20,000 California state workers pink-slipped, lawmakers unable to pass budget
20,000 California state workers are getting pink slips today: the state’s legislature is still at a stalemate on passing a budget. Lawmakers missed last night’s deadline to reach a deal, and backers of a proposal that would close the state’s $42-billion budget deficit are frustrated they couldn’t acquire the one Republican vote that would pass it. Republicans say too many tax increases are the reason they don’t approve of this budget, and so far Democrats won’t budge. While the two sides duke it out in Sacramento, thousands of state workers are getting notices they’ll be out of job as early as July and the state’s public works projects may come to a standstill. Aura Bogado speaks with KPFA News Capital correspondent Christopher Martinez about the impasse
Obama administration hear GM, Chrysler’s plans to move forward
General Motors and Chrysler are submitting their proposals to stay afloat in the long term, in exchange for government support in the short term. As FSRN’s Leigh Ann Caldwell reports, the Obama Administration appears more willing to provide support to the ailing industry than the past Administration, but tough concessions are still expected.
Secretary of State Clinton wraps up visit to Japan
Secretary of State Hilary Clinton wraps up the first leg of her inaugural trip overseas. Clinton met with Japanese leaders today on a tour that will also take her to Indonesia, South Korea and China. But as FSRN’s Jason Strother reports from Tokyo, her stop in Japan was as much symbolic as it was substantive.

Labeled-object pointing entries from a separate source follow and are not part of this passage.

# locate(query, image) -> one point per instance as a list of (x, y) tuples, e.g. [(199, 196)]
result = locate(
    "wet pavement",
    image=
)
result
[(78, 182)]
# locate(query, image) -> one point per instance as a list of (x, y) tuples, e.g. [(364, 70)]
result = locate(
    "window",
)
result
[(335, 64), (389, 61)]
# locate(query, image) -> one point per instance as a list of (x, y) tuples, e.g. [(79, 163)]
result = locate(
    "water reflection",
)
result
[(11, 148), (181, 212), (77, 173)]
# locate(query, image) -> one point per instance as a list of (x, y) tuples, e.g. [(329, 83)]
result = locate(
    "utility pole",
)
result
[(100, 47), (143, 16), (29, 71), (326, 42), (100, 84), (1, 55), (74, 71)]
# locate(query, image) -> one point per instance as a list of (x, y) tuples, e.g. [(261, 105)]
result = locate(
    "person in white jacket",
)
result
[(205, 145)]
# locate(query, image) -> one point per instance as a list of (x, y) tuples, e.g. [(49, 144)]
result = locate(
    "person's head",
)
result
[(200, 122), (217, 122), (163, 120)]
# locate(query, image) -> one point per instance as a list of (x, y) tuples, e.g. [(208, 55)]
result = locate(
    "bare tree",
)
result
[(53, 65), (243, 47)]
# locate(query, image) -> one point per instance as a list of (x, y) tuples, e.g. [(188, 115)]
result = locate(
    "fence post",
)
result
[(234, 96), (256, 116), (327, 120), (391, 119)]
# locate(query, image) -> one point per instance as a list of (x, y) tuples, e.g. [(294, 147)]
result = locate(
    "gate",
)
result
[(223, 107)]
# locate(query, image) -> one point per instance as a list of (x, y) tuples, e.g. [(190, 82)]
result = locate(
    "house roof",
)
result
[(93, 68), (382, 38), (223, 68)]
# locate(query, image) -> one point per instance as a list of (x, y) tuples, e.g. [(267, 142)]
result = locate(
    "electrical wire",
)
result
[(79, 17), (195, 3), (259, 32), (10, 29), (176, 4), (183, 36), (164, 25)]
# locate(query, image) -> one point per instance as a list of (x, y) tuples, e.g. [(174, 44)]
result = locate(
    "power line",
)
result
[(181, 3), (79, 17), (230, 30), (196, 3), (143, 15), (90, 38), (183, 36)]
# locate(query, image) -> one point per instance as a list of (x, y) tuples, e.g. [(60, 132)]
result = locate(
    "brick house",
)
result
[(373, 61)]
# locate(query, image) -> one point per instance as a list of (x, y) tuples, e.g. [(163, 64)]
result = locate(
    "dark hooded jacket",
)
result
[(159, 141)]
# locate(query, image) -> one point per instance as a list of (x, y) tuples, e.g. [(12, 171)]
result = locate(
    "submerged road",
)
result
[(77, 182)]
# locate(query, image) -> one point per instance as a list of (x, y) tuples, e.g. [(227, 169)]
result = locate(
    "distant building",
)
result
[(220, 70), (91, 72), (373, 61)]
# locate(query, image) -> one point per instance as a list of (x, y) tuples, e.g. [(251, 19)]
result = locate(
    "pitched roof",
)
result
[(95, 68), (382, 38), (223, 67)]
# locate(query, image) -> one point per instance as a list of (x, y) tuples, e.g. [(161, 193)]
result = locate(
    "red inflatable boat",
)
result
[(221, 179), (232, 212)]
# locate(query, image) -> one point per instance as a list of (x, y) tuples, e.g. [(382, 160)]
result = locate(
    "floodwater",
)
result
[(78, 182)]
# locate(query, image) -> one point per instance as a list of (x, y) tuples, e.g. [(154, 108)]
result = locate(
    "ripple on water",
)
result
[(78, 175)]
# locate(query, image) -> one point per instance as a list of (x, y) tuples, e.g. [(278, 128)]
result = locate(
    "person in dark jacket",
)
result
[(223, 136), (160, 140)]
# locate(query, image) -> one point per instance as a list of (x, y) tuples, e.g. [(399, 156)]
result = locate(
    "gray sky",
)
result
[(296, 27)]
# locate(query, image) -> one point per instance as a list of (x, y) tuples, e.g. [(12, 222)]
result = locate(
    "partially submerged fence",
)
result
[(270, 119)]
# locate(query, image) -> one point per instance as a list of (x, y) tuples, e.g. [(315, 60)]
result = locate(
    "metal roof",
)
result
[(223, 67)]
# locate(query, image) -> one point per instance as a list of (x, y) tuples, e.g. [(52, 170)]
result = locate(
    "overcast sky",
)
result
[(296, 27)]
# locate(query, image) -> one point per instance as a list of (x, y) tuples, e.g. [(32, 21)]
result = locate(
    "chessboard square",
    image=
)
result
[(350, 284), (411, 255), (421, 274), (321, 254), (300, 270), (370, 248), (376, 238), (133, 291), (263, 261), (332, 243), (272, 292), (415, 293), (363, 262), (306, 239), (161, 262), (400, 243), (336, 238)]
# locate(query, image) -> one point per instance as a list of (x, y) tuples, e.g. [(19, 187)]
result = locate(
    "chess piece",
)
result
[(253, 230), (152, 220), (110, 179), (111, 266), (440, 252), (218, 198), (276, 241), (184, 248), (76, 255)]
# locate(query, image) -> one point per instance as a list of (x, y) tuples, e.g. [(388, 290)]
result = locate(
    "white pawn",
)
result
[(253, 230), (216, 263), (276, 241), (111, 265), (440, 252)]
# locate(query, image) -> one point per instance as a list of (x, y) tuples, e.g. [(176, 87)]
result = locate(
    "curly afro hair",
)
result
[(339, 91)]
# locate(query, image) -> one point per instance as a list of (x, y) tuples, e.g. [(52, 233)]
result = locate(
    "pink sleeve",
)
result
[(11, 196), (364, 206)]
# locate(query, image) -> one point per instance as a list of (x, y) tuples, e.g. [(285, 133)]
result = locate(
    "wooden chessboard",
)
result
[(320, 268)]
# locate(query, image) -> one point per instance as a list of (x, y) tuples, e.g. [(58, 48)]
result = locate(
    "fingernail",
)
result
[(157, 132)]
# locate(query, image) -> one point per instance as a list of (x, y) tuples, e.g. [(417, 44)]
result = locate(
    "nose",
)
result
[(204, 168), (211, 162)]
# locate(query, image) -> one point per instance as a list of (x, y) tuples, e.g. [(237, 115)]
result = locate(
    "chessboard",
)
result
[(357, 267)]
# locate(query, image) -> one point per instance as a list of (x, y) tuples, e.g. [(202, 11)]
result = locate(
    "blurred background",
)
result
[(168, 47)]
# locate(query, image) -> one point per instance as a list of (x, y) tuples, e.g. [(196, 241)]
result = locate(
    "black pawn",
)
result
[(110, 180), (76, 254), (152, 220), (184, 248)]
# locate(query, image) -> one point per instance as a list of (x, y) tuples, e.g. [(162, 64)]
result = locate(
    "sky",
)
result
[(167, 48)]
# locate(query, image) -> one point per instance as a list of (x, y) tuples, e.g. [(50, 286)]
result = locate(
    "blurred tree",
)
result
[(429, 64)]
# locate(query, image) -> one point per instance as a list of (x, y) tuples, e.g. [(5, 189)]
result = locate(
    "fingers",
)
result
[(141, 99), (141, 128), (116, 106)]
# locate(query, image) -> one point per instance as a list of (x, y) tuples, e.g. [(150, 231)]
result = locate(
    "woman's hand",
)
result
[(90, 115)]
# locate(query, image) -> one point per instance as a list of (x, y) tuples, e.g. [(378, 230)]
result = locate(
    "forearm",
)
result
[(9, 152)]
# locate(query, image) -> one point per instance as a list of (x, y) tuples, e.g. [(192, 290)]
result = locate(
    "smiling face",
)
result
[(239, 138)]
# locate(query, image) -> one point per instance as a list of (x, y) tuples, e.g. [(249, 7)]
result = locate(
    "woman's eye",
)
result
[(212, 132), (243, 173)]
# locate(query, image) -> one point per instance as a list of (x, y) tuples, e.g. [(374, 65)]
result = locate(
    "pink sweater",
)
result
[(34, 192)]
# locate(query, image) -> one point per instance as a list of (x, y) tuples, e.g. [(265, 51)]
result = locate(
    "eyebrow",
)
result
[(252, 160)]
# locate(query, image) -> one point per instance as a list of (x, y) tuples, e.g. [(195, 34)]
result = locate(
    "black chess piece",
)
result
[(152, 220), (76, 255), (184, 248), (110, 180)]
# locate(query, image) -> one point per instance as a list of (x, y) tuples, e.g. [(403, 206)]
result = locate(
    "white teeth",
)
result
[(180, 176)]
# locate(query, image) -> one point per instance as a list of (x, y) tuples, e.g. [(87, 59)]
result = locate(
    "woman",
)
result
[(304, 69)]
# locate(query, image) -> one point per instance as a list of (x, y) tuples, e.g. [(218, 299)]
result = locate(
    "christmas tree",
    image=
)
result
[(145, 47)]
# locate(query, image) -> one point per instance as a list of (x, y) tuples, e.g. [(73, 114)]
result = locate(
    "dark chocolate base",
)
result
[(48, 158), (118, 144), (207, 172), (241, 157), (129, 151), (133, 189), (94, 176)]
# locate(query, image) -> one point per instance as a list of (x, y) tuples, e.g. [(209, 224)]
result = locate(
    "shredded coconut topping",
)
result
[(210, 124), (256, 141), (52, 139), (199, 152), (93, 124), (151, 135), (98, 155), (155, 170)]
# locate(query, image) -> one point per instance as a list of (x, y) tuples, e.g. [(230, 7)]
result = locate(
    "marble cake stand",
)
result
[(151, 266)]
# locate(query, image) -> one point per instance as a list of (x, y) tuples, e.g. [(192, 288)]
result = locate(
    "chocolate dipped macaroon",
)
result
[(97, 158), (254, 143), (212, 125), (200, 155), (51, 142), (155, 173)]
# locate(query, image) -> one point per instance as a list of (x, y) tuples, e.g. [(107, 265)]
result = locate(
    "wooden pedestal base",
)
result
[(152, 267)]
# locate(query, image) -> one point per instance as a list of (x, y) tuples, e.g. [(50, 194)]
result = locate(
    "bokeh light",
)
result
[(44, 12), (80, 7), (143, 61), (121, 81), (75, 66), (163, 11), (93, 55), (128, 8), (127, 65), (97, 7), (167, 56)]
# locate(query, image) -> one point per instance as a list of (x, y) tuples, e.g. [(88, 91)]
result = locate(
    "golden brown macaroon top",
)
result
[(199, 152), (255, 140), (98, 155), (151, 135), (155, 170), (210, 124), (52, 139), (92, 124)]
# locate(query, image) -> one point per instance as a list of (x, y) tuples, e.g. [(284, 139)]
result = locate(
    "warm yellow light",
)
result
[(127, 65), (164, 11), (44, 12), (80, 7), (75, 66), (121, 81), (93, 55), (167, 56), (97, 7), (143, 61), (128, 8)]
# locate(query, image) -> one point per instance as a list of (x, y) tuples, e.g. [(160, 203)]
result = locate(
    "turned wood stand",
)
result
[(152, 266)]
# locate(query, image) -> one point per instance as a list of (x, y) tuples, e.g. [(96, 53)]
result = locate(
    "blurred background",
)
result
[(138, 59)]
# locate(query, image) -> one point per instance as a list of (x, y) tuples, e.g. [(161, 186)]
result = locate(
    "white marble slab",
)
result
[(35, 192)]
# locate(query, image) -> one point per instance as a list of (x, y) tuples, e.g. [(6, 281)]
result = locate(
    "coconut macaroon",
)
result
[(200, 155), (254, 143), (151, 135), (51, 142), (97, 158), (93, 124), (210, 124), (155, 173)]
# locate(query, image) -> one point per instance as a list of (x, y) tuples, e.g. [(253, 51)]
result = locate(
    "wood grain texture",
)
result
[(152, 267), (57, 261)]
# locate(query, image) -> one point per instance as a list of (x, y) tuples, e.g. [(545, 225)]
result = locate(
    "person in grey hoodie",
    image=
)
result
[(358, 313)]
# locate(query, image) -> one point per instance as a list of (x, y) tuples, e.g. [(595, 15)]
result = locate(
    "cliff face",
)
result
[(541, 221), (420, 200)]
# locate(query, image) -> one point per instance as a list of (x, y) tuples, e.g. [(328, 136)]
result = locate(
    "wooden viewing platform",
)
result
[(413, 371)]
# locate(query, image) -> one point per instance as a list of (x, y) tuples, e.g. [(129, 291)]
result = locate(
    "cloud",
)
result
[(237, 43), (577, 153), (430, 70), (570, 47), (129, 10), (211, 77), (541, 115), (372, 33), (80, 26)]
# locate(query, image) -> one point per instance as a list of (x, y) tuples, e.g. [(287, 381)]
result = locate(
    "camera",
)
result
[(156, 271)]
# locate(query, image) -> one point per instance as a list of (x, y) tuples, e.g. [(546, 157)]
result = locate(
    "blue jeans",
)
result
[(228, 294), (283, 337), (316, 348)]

Immigrant prisoners turn to each other for assistance
Immigrants are the fastest growing segment in the nation’s private prison system, but often have the least access to legal counsel. Just days before the end of the administration, then-Attorney General Michael Mukasey placed strict limits on immigrant’s legal rights, and ruled that those facing deportation do not have a Constitutional right to request a new hearing if their lawyer was incompetent of fraudulent. With few legal options, immigrant prisoners must turn to fellow prisoners for help with their cases. Julia Paul reports how these jailhouse lawyers can be a lifeline for those fighting deportation.
Israel’s attack on Gaza leaves many disabled
One of the many repercussions some survivors of Israel’s recent attack on the Gaza Strip are left to deal with is disabilities. In the first of a two-part series on Gaza’s over-burdened medical system, Rami Almeghari reports that hospitals there are struggling with the task of caring for Palestinian men, women and children who were left disabled as a result of the war.
Mumia Abu-Jamal commentary “Black Women of the Pen”
Mumia Abu-Jamal is an award-winning journalist who chronicles the human condition. He has been a resident of Pennsylvania’s death row for twenty-five years. Writing from his solitary confinement cell his essays have reached a worldwide audience. His books “Live From Death Row”, “Death Blossoms”, “All Things Censored”, “Faith of Our Fathers” and the recently released “We Want Freedom” have sold over 150,000 copies and been translated into nine languages. His 1982-murder trial and subsequent conviction have been the subject of great debate.